É o que busquei discutir em contribuição para o livro A Saúde Coletiva na Amazônia (que pode ser baixado gratuitamente): “De acordo com o Ministério da Saúde, na Região Norte do Brasil há 435 HPP’s que disponibilizam 9.292 leitos, equivalente a 71,8% do total de hospitais na região, sendo que destes 303, detendo 7.071 leitos, representando 63,9% do total, pertencem à Rede SUS (CNES, 2019). O paradoxo com o qual lidamos neste contexto, diz respeito ao fato de que embora necessitando de equipamentos e recursos na rede de saúde, estes hospitais apresentaram uma taxa de ocupação de apenas 23% para o ano de 2018 (SIH/SUS, 2018). Ao mesmo tempo consomem a maior parte dos recursos da saúde nos pequenos municípios”.

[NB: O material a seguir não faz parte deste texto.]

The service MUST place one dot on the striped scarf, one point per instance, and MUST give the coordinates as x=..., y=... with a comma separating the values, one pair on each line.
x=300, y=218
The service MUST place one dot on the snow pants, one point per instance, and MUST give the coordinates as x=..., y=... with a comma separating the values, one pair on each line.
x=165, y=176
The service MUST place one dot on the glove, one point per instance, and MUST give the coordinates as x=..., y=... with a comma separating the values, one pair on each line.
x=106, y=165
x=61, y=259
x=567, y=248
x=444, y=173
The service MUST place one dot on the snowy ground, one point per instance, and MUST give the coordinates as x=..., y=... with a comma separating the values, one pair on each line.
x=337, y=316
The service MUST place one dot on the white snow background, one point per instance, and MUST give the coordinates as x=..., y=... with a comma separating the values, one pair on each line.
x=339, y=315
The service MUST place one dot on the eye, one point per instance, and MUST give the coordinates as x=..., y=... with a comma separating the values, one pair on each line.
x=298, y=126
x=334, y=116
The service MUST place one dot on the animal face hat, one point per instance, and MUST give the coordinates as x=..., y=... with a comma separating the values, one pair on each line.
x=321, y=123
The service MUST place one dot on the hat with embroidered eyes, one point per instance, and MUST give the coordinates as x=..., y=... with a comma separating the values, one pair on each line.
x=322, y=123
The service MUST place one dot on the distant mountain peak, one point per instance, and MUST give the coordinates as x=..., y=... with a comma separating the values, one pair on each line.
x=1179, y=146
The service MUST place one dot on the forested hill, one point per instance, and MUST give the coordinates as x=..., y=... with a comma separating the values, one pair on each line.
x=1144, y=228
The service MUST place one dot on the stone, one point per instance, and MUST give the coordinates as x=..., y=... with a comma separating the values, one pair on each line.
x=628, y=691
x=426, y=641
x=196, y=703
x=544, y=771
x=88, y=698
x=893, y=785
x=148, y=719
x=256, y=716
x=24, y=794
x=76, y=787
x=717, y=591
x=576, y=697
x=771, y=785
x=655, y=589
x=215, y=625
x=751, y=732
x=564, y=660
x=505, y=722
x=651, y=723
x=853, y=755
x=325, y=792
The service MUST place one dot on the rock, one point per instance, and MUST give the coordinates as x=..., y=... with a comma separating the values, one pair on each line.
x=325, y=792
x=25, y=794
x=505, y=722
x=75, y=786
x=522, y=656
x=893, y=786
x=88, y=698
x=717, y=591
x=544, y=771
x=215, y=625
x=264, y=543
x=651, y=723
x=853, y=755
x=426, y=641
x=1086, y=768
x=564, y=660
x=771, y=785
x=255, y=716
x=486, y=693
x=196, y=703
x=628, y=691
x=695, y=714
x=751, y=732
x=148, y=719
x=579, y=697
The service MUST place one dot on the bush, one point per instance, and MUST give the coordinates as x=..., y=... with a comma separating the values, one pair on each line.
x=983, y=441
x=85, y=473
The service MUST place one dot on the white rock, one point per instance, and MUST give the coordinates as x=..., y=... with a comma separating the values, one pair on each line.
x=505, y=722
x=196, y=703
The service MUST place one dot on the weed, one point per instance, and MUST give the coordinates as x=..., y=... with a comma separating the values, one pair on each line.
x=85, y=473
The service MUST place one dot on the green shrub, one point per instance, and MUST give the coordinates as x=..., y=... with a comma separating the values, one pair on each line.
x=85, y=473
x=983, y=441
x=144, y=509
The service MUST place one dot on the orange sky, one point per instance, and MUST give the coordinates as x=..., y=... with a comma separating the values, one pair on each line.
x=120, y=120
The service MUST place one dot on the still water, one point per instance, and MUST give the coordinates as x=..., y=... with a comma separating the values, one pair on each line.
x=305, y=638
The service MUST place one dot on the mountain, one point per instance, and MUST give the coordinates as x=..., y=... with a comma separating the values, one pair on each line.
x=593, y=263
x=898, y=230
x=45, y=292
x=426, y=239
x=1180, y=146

O que se propõe é que essa rede de HPPs pode muito bem abrigar um Programa de Cuidados Intermediários, que se situa entre a Atenção Básica e Hospitalar, conectado aos serviços de referência nos territórios, Rede Básica, o que aumenta sua capacidade de atendimento, e oportuniza produzir um cuidado territorial robusto, resolutivo, operando de forma compartilhada com as medicinas tradicionais indígenas, e de outros povos que habitam a floresta. Tudo isto com participação comunitária, como é da tradição do SUS. 

Esse debate deve compor a pauta política da COP30, como soluções viáveis de organização da rede de serviços públicos, de baixo investimento e alto impacto, porque vai utilizar-se de uma rede já existente para implantação. 

Colocamos aqui essas questões como disparadoras de um debate necessário e urgente, no âmbito da saúde, e das questões que afligem as comunidades amazônicas, em especial os indígenas, diante de uma oportunidade importante de intervenção na região, como a COP30.